For the past two decades BWSS has worked to highlight the problems with mediation also known as alternative dispute resolution. We highlighted the problems in an open letter to BC Attorney General David Eby. Our ED appeared on CBC News Canada Tonight with host Ginella Massa and guest David Morneau to discuss the Divorce Act and the impact of mediation related procedures for women dealing with abusive partners (found here)
Pamela Cross a feminist lawyer and a well-known and respected expert on violence against women and the law has written the following article on the issue.
Mediation Should Not Be Default Resolution Process in Cases of Abuse
Monday, August 30, 2021 @ 3:15 PM | By Pamela Cross
In his Aug. 19 article, “Considering mediation as a default resolution process in light of new family law duties,” Oren Weinberg makes a strong case for the value of mediation for people seeking to resolve family law disputes. I don’t disagree with anything he says. Mediation can be extremely helpful and is, for many families, a better way of working out their differences than is litigation. Everyone who meets with a legal adviser to discuss their family law issues should be told about alternative dispute resolution options, including mediation.
However, as a coalition of women’s equality organizations argued in our submissions during the legislative process that led to the changes to the Divorce Act:
Those involved in the family law system should have a duty to prevent violence against women and their children. This duty extends to the advice to be given on the process options that are available in relation to divorce. Before advising in favour of any particular legal process, legal advisers should be required to screen for family violence. In addition, they should fully inform their clients on all available processes and advise them based on the facts of their situation. The blanket duty on legal advisers proposed in section 7.7 to “encourage” a family dispute resolution process may put abused spouses and/or children at risk of family violence.
Mediation should not be off the table for cases involving intimate partner abuse; but neither should it be positioned as a preferred or default process. I have worked with women who, after leaving an abusive relationship, have found mediation helpful. They felt they had more of a voice in shaping their family’s future and said they thought their former partner would be more likely to follow the agreement because he was part of crafting it.
But, there are a number of special considerations in family violence cases that argue against the present requirement in s. 7.3 of the Divorce Act that legal advisers encourage clients to consider alternatives to litigation.
Some of those concerns would be abated if legal advisers were required to screen all new clients for family violence. The soon-to-be-available Department of Justice tool to assist legal professionals in identifying whether or not family violence is present is a good start. Hopefully, it will encourage legal advisers to engage in screening, even if it is not mandatory.
If family violence is identified when the file is opened, the legal adviser can approach their duties under s. 7.3 accordingly, given that the duty to encourage ADR is limited to situations where “it is appropriate to do so.”

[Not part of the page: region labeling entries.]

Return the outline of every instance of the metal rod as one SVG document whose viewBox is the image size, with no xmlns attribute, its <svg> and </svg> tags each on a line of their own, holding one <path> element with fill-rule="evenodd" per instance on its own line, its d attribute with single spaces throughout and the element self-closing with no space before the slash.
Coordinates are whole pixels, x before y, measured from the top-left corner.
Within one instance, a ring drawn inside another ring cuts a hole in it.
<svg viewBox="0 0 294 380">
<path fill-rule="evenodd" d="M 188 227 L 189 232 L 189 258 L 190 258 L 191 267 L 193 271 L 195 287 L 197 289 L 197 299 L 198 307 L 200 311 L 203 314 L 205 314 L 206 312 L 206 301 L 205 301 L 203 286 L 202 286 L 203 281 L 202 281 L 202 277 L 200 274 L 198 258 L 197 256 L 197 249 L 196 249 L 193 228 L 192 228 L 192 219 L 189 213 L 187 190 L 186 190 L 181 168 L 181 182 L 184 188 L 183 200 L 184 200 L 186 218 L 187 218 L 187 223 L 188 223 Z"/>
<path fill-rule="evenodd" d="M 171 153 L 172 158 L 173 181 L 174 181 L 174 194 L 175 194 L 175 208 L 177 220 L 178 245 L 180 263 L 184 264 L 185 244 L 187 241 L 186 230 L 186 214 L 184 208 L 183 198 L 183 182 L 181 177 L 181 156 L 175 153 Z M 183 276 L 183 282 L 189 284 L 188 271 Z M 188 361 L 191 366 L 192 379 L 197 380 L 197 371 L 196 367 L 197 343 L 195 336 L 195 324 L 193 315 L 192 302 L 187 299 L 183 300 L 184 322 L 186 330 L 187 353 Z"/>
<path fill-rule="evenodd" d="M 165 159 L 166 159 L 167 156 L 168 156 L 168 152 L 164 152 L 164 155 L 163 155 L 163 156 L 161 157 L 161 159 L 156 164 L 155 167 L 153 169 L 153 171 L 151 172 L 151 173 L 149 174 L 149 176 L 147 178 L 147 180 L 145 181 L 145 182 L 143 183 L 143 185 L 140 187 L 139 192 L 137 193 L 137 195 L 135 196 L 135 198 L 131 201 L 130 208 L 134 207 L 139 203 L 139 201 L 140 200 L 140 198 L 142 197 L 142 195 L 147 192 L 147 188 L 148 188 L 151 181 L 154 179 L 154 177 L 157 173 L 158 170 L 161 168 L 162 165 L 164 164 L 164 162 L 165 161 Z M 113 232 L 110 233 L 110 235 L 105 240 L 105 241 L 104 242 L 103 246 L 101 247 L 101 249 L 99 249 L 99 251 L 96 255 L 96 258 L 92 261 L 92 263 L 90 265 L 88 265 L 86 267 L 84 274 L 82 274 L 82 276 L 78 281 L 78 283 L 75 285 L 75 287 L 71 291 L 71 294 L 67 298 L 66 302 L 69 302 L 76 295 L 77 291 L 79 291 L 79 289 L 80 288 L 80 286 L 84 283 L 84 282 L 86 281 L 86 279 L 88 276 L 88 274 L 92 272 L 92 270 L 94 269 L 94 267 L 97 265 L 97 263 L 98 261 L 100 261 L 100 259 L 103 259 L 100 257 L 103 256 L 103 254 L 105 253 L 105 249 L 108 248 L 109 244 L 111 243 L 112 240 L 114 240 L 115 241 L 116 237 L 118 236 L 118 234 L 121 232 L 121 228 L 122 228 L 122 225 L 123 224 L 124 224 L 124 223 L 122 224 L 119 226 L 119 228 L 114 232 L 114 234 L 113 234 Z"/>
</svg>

For example, if the client identifies a small number of incidents of abuse and indicates they are not fearful, it may well be appropriate to discuss ADR. However, where the screening identifies serious, ongoing coercive controlling behaviours and the client’s words or actions indicate fear, it is likely not appropriate to do so.
Letting the client lead
Many survivors of intimate partner abuse have been subjected to coercive control. In many cases, the abuse continues post-separation and throughout the family law process. As a result, the default position of many survivors is to agree with any person they see as being in authority over them. This includes their legal adviser. The survivor may lack the self-confidence to say no to a suggestion — no matter how mildly made — that they give mediation a try. When it is presented as the preferred option, the survivor may feel they are being a bad parent or uncooperative or unreasonable if they don’t agree.
Some safety concerns — especially those that are psychological rather than physical — are difficult to detect, even with the screening process used by accredited mediators in Ontario. Further, in relationships where one partner has engaged in coercively controlling behaviours, the nature of the abuse may not be apparent to even a well-trained and observant outsider.
This is why it is important that the option of mediation be presented to clients as simply one of a number of possibilities rather than given a position of preference. If the client indicates discomfort with it, there should be no further discussion about it, even if the legal adviser does not understand why the client is rejecting it. The conversation should move on to discuss other legal processes. If the client indicates an interest in mediation, the legal adviser can proceed to provide more information.
Where there is a history of family violence and the client has decided to engage in mediation, the lawyer then has an ethical duty to ensure the client receives professional assistance with safety planning specific to the mediation situation, so should connect them with a shelter or victim services organization in the community.
There is no perfect process for survivors of intimate partner abuse, particularly when there has been coercive control and when the partner continues to engage in abusive behaviours. There are dangers — physical and psychological — to the survivor and, sometimes, to the children, of both litigation and ADR processes themselves as well as of not obtaining an outcome that will allow the survivor and children to move on to lives free from abuse and threats of abuse.
That’s why it is so important that legal advisers present all process options and leave the choice to the expert: the client.